According to the statement, the majority influential factor in remittances is the changes in the GDP of the GCC nations. Therefore, forecasts about remittances are based on the World Bank’s new forecasts for the increase of the economies of GCC nations contained in a statement titled “World Economic Prospects” released in January 2014. Increase forecasts did not differ much in view of the decline in oil prices, the quarterly statement says — since Gulf States have maintained their public spending levels by relying on their “massive” financial reserves. As a result, the quarterly statement predicts that remittances will continue to grow, albeit at a slower pace.

Related Articles
  • Lebanese central bank building in Beirut.

    2017/06/15 GroupMed Holding s.a.l., the owner of Bankmed s.a.l. is pleased to announce a new shareholder, OLT Holding s.a.l. Following the approval of the Central Bank of Lebanon, OLT Holding owned by Ala Al Khawaja has successfully acquired from Ayman Hariri a 42.24 % ownership stake of the share capital of GroupMed Holding.
  • Lebanese ministry bans Wonder Woman film because of Israeli actress

    2017/06/02 Lebanon's interior ministry banned the new Wonder Woman film from cinemas on Wednesday because an Israeli actress plays the lead role, a ministry source and a security official said. Lebanon considers Israel an enemy country and the Ministry of Economy and Trade oversees a boycott of any business transaction concerning Israel.
  • Policy Differences Emerge Among Gulf States Days After Wooing President Trump

    2017/05/29 Cracks have appeared in a Saudi-led, US-backed anti-terrorist political and military alliance days next US President Donald J. Trump ended a historic visit to Saudi Arabia. The cracks stem from Qatar’s long-standing fundamental policy differences with Saudi Arabia and the United Arab Emirates about Iran and the role of political Islam. The cracks emerged as the result of an anti-Qatar media and cyber campaign involving a spate of anti-Qatar articles in US and Gulf media; the blocking of Qatar-backed media websites and broadcasts in Saudi Arabia, the United Arab Emirates and Egypt; statements by prominent former US government officials; and a recent seminar by the Washington-based Foundation for the Defense of Democracies that has long asserted that Qatar supports militant groups.
  • Hezbollah Associate Pleads Guilty To Money Laundering In US

    2017/05/29 A Lebanese man, accused of trying to use his ties to Hezbollah as part of a scheme to launder drug money, pleaded guilty on Friday in a Brooklyn, New York, federal court to a US money laundering and conspiracy charge. US prosecutors said Joseph Asmar, 43, of Beirut, entered his plea at a hearing before US District Judge Eric Vitaliano. Asmar was arrested in Paris in October 2015, and was extradited to the US 14 months later. He as well faced a money laundering charge. Aaron Altman, a lawyer for Asmar, said in an e-mail: “Joseph Asmar has taken responsibility for his actions and is anxious to move forward with his life. Additional than anything, he misses his family and prays that they will be reunited in the near next.”
  • Higher earning Why a university degree is worth more in some countries than others

    2016/12/11 A university education may expand your mind. It will as well fatten your wallet.
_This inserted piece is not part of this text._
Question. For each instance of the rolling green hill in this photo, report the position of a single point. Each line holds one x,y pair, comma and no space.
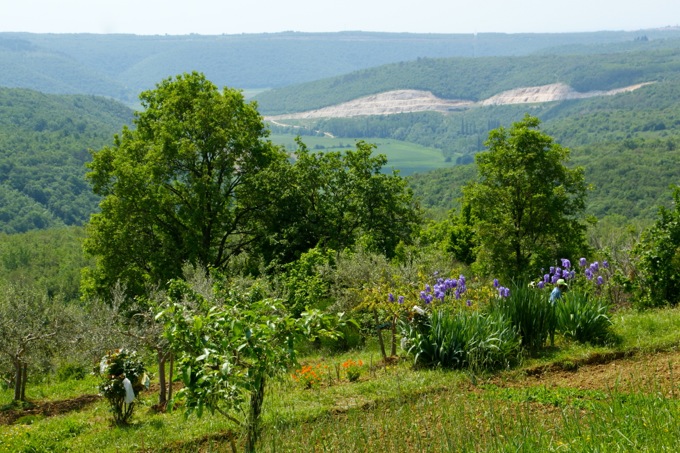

Data from the OECD, a club of rich nations, show that graduates can expect far better lifetime earnings than those without a degree. The size of this premium varies. It is greatest in Ireland, which has a high GDP per chief and rising inequality. Since 2000 the unemployment rate for under-35s has swelled to 8% for those with degrees – but to additional than 20% for those without, and nearly 40% for secondary school drop-outs. The country’s wealth presently goes disproportionately to workers with letters next their names.